Silvia Benedetti (Misto-Maie): «Il governo affronti le emergenze West Nile ed ex C&C»

Nota - Questo comunicato è stato pubblicato integralmente come contributo esterno. Questo contenuto non è pertanto un articolo prodotto dalla redazione di PadovaOggi

«La Legge di Bilancio per l’anno 2019 è l occasione per affrontare alcune emergenze del territorio veneto, come la lotta al virus West Nile e la situazione degli impianti della ex C&C di Pernumia».

Le due questioni

Questa l’affermazione della portavoce Silvia Benedetti. «Per combattere la West Nile, che ha mietuto alcune decine di vittime nei mesi scorsi, è acclarato che l’unica arma veramente efficace che abbiamo a disposizione è la prevenzione. Ho pertanto proposto di mettere a disposizione delle Regioni individuate dal Ministero della Salute 10 milioni per la disinfestazione preventiva per l’anno 2019. Ciò dovrebbe consentire agli enti locali che non possiedono risorse sufficienti di approntare gli interventi necessari. Non si deve ripetere quanto avvenuto nell’anno appena trascorso, non possiamo farci trovare ancora impreparati. Ho proposto inoltre di stanziare 5 milioni di Euro per la bonifica della “ex C&C” di Pernumia. La situazione è gravissima, come ribadito il 3 novembre scorso con il sit-in davanti ai capannoni semidistrutti in cui giacciono oltre 45.000 tonnellate di rifiuti pericolosi. Rifiuti che ad ogni pioggia si trasformano in percolato, con evidente rischio di inquinamento delle falde. Si rischia anche l'inquinamento della Laguna di Venezia attraverso il canale Vigenzone, che passa a soli 50 metri.

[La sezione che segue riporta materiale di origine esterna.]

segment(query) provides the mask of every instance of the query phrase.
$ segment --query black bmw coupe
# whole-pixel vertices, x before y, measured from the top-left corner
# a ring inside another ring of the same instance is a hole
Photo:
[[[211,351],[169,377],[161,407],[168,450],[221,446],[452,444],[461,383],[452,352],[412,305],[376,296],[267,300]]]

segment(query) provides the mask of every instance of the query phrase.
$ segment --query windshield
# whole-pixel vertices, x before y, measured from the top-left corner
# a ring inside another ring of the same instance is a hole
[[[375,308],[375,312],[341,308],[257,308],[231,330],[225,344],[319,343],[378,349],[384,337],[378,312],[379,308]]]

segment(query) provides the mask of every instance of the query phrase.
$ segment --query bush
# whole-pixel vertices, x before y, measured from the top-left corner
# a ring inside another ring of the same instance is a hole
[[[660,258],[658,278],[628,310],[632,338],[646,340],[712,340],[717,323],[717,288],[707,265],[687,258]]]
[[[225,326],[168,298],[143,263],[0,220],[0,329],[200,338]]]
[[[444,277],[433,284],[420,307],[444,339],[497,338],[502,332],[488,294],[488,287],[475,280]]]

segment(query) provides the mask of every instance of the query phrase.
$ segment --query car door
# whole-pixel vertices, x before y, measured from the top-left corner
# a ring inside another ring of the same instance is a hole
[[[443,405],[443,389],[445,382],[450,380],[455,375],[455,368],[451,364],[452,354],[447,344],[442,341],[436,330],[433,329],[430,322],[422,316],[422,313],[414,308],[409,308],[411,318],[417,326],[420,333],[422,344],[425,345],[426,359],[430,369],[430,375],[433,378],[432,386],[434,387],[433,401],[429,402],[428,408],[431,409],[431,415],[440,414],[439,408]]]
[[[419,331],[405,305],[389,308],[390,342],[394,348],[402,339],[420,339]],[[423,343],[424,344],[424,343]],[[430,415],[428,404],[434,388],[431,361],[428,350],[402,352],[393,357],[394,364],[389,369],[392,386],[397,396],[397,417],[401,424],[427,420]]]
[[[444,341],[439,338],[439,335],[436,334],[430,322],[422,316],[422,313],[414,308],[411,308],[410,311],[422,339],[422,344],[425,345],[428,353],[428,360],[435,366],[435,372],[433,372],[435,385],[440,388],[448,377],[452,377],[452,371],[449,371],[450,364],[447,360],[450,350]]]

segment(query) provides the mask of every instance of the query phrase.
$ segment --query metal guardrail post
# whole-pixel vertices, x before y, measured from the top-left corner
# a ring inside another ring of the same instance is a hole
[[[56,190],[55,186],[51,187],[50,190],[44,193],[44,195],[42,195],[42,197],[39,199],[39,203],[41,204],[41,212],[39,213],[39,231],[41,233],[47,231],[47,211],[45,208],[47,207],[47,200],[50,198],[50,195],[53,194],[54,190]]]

Per tali motivi la bonifica dell’area non è più rinviabile e deve iniziare al più presto. Ai comitati avevo promesso azioni concrete per reperire i mezzi necessari alla bonifica: ora la parola passa al governo, in quanto la possibilità per mettere la fine su questa vicenda a breve c'è”, termina la deputata.

Vaporetto ad idrogeno

«Qualche settimana fa - spiega l'Onorevole - ho appreso dalla stampa locale che un prototipo di vaporetto ad idrogeno, chiamato , è stato sviluppato in Veneto ed ha anche ricevuto un finanziamento da circa un milione di euro dalla Regione e sarebbe pronto da due anni, ma mancherebbe l'autorizzazione del Ministero delle Infrastrutture. Ho pertanto pensato di approfondire attraverso un'interrogazione a risposta scritta al Ministero il perché di un tale ritardo nell'esame del progetto e quindi del suo possibile via libera, ritardo che considero scandaloso perché sono stati investiti soldi pubblici. Troppo spesso accade che i soldi investiti in infrastrutture si rivelino gettati al vento, come accaduti a diverse "cattedrali nel deserto" sparse in tutta Italia. HEPIC rappresenta un progetto all'avanguardia, che mostra ancora una volta l'ingegno italiano ed ad emissioni 0. In una delle Regioni con l'atmosfera più inquinate d'Europa, HEPIC si potrebbe rivelare in futuro, se prodotto su vasta scala un passo avanti per contrastare lo smog, pertanto auspico che l'autorizzazione all'entrata in servizio arrivi al più presto».